Like a Thermometer, Not a Thermostat
Michael Kruger on the proper role of the church in the authentication of the canon of the New Testament:
The books received by the church inform our understanding of which books are canonical not because the church is infallible or because it created or constituted the canon, but because the church’s reception of these books is a natural and inevitable outworking of the self-authenticating nature of Scripture. Viewing the role of the church in the context of a self-authenticating Bible can bring fresh understanding to the complex church-canon relationship … . The Catholic model [of the canon] insists that the church’s reception of these books is the sole grounds for the canon’s authority. In the self-authenticating model, however, the church’s reception of these books proves not to be evidence of the church’s authority to create the canon, but evidence of the opposite, namely, the authority, power, and impact of the self-authenticating Scripture to elicit a corporate response from the church.

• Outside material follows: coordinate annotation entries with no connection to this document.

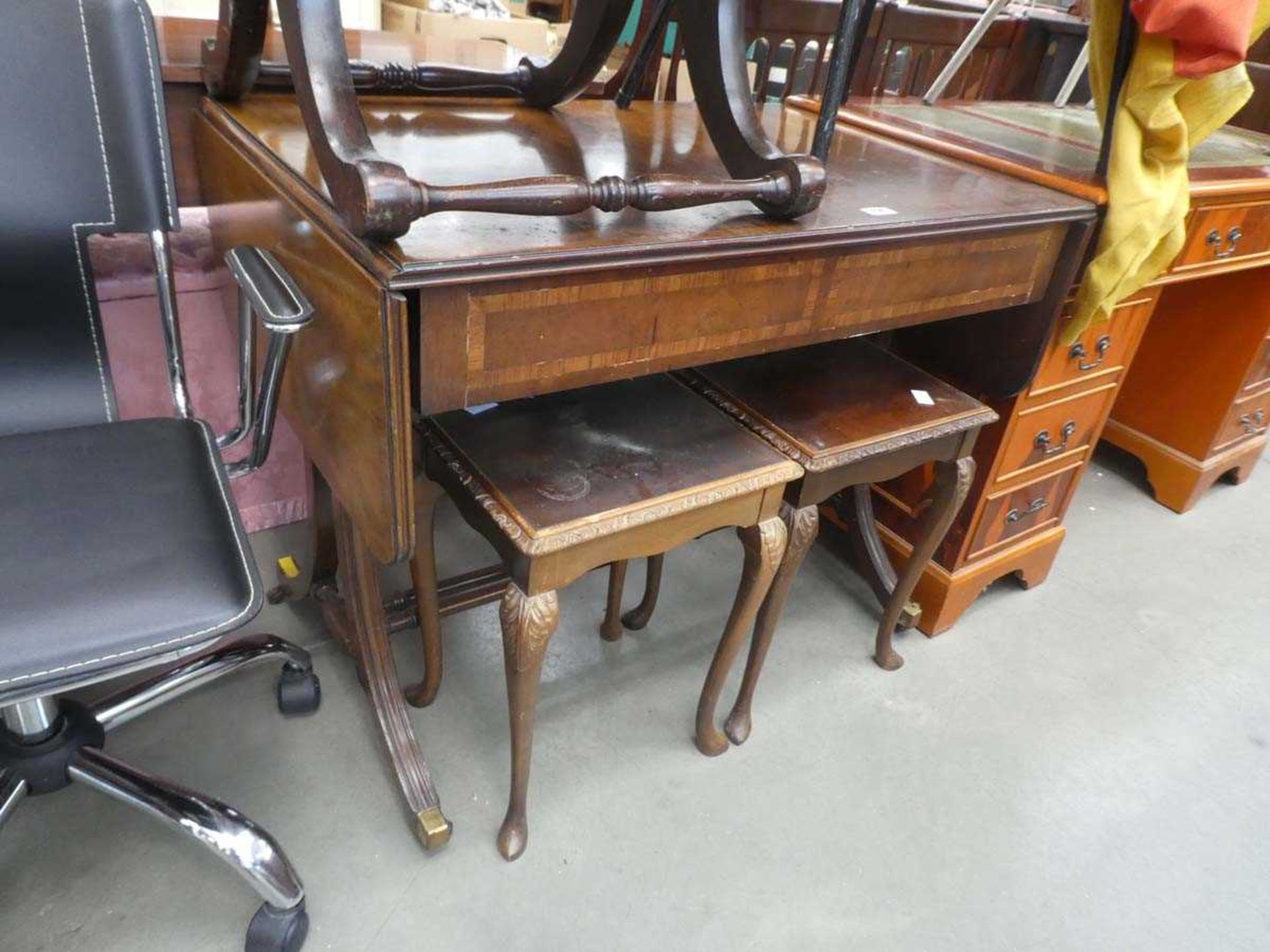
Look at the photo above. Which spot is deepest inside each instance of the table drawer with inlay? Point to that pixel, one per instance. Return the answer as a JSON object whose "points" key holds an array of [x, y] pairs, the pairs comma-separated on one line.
{"points": [[1054, 430], [1224, 234], [1013, 513], [1249, 416], [1260, 374]]}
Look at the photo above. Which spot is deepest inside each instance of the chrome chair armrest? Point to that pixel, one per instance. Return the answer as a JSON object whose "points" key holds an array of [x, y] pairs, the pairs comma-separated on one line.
{"points": [[266, 291]]}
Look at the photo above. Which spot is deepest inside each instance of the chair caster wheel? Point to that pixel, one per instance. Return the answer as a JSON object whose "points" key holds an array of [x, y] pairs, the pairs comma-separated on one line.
{"points": [[299, 691], [277, 930]]}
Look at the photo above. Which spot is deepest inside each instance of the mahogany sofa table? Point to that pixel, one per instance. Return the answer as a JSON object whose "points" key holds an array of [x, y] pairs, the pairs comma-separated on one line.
{"points": [[1180, 377], [468, 309]]}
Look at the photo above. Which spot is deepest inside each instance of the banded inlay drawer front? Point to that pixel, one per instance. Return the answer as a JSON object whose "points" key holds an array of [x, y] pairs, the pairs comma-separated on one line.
{"points": [[1100, 350], [1054, 430], [1014, 513], [1249, 416], [1222, 234], [509, 339]]}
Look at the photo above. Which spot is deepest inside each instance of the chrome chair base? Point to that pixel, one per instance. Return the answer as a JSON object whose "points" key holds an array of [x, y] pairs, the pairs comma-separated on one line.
{"points": [[46, 746]]}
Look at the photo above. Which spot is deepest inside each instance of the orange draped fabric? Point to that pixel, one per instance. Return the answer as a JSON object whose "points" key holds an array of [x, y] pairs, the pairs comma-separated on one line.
{"points": [[1209, 36]]}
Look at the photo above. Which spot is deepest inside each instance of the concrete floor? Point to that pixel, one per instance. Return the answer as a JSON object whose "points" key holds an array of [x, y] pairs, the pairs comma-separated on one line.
{"points": [[1081, 767]]}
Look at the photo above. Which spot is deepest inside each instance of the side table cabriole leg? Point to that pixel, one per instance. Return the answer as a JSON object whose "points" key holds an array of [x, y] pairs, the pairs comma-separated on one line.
{"points": [[714, 44], [952, 481], [360, 583], [765, 546], [529, 622], [640, 615], [802, 526], [611, 629]]}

Jesus’s statement that “my sheep hear my voice … and they follow me” (John 10:27) is not evidence for the authority of the sheep’s decision to follow, but evidence for the authority and efficacy of the Shepherd’s voice to call. After all, the act of hearing is, by definition, derivative not constitutive. Thus, when the canon is understood as self-authenticating, it is clear that the church did not choose the canon, but the canon, in a sense, chose itself… . [T]he role of the church is like a thermometer, not a thermostat. Both instruments provide information about the temperature in the room—but one determines it and one reflects it.
Quoting from Canon Revisited: Establishing the Origins and Authority of the New Testament Books.